This time, in collaboration with Green Revolution Cooling.

American startup Green Revolution Cooling (GRC) is collaborating with Intel in order to take data center immersion cooling.

The two companies have announced a multi-year partnership aimed at testing the safety and reliability of this tech, and optimizing system performance of immersion-cooled racks powered by Intel Xeon Scalable processors.

This is not the first partnership of its kind for Intel: in August 2021, the chipmaker announced a similar agreement with European immersion cooling startup Submer, looking to ensure, among other things, that the high-grade heat generated in the process can be easily reused.

“Our collaboration with GRC aligns with Intel’s goal of supporting cutting edge technologies that provide increased efficiency and density for data center and edge deployments,” said Mohan Kumar, Senior Fellow at Intel.

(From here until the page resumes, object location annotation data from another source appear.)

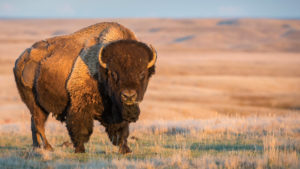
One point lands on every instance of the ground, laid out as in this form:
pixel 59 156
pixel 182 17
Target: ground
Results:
pixel 226 95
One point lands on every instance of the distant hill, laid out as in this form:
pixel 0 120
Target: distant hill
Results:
pixel 261 35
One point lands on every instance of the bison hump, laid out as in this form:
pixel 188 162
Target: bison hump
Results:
pixel 53 75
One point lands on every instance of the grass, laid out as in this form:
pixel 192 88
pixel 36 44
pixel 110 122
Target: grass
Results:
pixel 235 142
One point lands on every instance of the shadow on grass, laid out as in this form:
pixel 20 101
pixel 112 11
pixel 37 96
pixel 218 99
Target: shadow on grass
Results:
pixel 225 147
pixel 2 148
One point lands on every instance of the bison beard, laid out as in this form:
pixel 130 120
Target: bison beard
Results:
pixel 130 113
pixel 78 77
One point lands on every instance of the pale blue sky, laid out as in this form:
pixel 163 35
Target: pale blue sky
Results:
pixel 149 8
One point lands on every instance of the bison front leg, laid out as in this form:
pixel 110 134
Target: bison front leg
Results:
pixel 80 127
pixel 118 134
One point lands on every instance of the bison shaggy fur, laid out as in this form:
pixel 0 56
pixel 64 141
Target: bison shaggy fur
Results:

“Through this collaboration, we are able to provide customers with custom solutions to meet their computing and cooling needs to help ensure that data centers operate in a more environmentally sensitive way.”

As long as there are Xeons involved

GRC said said that the partners would be working together to educate the market on the benefits of liquid immersion cooling.

They would also “work to ensure that as new fluid formulations enter the market, data centers can be confident these fluids meet standards for safety, material compatibility, and thermal performance.”

Fluids are a key component of immersion cooling systems, carefully synthesized to ensure optimal heat transfer away from chips without conducting electricity.

One such option arrived last week: German lubricant manufacturing giant FUCHS launched three compounds designed specifically for the needs of immersion cooling enthusiasts, offering different levels of density, thermal conductivity, heat capacity, and viscosity.

According to a report from analyst firm Omdia, the market for data center liquid cooling products is expected to roughly double between 2020 and 2025, growing 16% per year on average.